Mild hypophosphatemia is not usually associated with clinical symptoms. In severe hypophosphatemia, pts may have muscle weakness, numbness, paresthesia, and confusion. Rhabdomyolysis may develop during rapidly progressive hypophosphatemia. Respiratory insufficiency can result from diaphragm muscle weakness.

The causes of hypophosphatemia include decreased intestinal absorption (vitamin D deficiency, phosphorus-binding antacids, malabsorption); urinary losses (hyperparathyroidism, hyperglycemic states, X-linked hypophosphatemic rickets, oncogenic osteomalacia, alcoholism, or certain toxins); and shifts of phosphorus from extracellular to intracellular compartments (administration of insulin in diabetic ketoacidosis or by hyperalimentation or refeeding in a malnourished pt). In syndromes of severe primary renal phosphate wasting (X-linked hypophosphatemic rickets, autosomal dominant hypophosphatemic rickets, oncogenic osteomalacia), the phosphatonin hormone FGF23 (fibroblast growth factor 23) plays a key pathogenetic role.

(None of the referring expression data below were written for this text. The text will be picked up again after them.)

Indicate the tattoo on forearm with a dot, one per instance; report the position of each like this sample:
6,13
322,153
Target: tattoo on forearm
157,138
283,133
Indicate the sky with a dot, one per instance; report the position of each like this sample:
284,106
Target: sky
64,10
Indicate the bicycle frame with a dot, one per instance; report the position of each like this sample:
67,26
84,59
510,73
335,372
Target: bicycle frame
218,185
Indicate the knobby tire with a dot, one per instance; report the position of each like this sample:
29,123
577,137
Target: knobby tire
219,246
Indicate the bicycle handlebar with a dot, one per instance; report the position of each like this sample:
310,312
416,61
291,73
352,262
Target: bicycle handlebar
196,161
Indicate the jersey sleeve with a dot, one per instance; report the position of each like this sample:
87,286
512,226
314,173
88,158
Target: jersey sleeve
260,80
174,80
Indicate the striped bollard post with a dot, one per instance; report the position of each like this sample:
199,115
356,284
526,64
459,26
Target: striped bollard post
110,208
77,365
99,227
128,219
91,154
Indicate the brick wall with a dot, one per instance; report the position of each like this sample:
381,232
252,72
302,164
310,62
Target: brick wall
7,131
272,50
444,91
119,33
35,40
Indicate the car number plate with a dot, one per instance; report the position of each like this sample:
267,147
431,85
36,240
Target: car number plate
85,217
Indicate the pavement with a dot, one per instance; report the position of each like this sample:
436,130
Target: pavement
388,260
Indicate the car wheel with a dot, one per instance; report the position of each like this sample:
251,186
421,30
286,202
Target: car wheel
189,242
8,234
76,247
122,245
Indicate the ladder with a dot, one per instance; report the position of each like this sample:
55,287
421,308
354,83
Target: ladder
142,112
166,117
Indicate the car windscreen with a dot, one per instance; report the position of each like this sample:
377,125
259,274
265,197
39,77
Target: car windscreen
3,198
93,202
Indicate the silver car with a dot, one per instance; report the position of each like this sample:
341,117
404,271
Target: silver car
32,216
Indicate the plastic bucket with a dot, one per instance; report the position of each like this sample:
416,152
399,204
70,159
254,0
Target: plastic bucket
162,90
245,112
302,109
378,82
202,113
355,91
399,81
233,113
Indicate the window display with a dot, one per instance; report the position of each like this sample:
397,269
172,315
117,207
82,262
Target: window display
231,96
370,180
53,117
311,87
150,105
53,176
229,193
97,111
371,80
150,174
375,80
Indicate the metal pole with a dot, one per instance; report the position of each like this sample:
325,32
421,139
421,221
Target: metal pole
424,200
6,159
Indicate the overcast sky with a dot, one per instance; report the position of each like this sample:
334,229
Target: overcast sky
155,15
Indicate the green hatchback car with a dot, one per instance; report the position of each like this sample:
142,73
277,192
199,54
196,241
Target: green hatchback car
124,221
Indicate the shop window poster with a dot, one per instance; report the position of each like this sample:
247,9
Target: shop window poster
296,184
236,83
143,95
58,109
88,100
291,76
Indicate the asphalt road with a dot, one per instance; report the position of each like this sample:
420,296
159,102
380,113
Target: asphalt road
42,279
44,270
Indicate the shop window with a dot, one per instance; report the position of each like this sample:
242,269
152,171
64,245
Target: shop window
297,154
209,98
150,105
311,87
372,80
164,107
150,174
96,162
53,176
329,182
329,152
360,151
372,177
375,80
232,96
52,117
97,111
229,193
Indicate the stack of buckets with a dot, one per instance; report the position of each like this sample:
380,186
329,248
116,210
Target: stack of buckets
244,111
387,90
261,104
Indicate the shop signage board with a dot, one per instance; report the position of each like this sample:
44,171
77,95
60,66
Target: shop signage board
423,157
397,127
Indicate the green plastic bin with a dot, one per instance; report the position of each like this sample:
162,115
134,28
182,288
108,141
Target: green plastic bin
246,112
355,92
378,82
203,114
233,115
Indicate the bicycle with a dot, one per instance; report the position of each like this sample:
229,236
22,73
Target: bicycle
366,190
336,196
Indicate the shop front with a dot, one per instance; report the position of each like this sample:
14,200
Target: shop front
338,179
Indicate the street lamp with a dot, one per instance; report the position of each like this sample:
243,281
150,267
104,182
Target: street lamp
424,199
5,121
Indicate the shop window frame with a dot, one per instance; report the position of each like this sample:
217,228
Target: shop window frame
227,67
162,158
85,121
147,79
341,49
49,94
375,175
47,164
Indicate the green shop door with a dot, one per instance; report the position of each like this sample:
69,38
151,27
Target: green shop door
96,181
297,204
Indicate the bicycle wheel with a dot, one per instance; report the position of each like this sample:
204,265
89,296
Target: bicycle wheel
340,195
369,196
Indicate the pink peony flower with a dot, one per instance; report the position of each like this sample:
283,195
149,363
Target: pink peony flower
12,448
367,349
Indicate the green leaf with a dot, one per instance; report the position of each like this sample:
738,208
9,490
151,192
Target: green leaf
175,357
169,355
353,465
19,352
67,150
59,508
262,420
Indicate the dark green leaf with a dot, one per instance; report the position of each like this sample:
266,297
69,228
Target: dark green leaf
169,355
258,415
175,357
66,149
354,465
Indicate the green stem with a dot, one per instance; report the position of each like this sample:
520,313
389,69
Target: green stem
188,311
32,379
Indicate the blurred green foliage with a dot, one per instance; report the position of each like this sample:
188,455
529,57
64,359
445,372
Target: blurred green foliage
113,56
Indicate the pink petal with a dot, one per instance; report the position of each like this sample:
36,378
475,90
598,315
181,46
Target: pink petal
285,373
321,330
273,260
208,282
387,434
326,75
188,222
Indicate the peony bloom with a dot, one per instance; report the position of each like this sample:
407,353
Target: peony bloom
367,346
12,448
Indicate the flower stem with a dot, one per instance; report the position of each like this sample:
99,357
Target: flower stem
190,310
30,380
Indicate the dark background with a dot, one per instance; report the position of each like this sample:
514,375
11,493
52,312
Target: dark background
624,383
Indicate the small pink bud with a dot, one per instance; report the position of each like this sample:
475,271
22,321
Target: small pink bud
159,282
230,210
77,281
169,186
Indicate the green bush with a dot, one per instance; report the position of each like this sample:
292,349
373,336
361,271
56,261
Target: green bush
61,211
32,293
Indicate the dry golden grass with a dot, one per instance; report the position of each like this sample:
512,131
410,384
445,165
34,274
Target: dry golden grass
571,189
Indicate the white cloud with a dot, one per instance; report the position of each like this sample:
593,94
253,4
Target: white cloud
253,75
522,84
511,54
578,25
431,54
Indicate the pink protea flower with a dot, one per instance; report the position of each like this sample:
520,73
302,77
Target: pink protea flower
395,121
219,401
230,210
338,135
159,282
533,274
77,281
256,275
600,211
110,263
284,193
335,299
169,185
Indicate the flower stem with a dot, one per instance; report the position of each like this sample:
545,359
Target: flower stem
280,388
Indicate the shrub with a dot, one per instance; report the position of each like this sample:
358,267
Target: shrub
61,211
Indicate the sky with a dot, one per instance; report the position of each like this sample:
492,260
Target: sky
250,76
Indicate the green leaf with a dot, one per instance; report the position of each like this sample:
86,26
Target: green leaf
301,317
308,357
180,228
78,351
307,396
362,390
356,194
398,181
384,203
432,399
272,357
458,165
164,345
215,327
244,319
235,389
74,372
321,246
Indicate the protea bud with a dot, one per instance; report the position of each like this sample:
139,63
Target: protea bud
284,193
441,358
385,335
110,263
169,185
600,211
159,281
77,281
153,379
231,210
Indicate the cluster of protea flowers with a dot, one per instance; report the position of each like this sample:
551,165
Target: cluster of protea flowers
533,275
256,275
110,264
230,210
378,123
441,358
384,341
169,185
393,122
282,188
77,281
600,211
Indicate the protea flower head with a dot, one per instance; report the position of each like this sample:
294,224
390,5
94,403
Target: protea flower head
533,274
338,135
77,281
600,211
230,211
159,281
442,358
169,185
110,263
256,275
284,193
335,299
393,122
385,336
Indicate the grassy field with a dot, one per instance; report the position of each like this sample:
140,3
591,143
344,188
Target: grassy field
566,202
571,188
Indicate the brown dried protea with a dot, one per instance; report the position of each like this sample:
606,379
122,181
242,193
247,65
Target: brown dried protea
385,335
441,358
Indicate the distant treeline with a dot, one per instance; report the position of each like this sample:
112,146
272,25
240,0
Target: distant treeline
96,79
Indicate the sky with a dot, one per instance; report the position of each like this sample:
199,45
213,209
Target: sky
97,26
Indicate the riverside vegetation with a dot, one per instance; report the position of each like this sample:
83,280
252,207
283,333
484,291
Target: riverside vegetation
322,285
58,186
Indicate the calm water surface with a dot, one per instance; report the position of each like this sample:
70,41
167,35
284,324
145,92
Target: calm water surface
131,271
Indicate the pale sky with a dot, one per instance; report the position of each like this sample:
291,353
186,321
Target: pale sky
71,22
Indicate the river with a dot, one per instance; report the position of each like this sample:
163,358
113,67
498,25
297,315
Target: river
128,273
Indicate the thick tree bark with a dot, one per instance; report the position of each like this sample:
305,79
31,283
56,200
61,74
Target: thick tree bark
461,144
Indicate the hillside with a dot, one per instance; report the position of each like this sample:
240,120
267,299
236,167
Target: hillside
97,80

Mild hypophosphatemia can be replaced orally with milk, carbonated beverages, or Neutra-Phos or K-Phos (up to 2 g/d in divided doses). For severe hypophosphatemia (0.75 mmol/L; [<2.0 mg/dL]), IV phosphate may be administered at initial doses of 0.2–0.8 mmol/kg of elemental phosphorus over 6 h. The total body phosphate depletion cannot be predicted from the serum phosphate level; careful monitoring of therapy is therefore required. Hypocalcemia should be corrected first, and the dose reduced 50% in hypercalcemia. Serum calcium and phosphate levels should be measured every 6–12 h; a serum calcium × phosphate product of >50 must be avoided.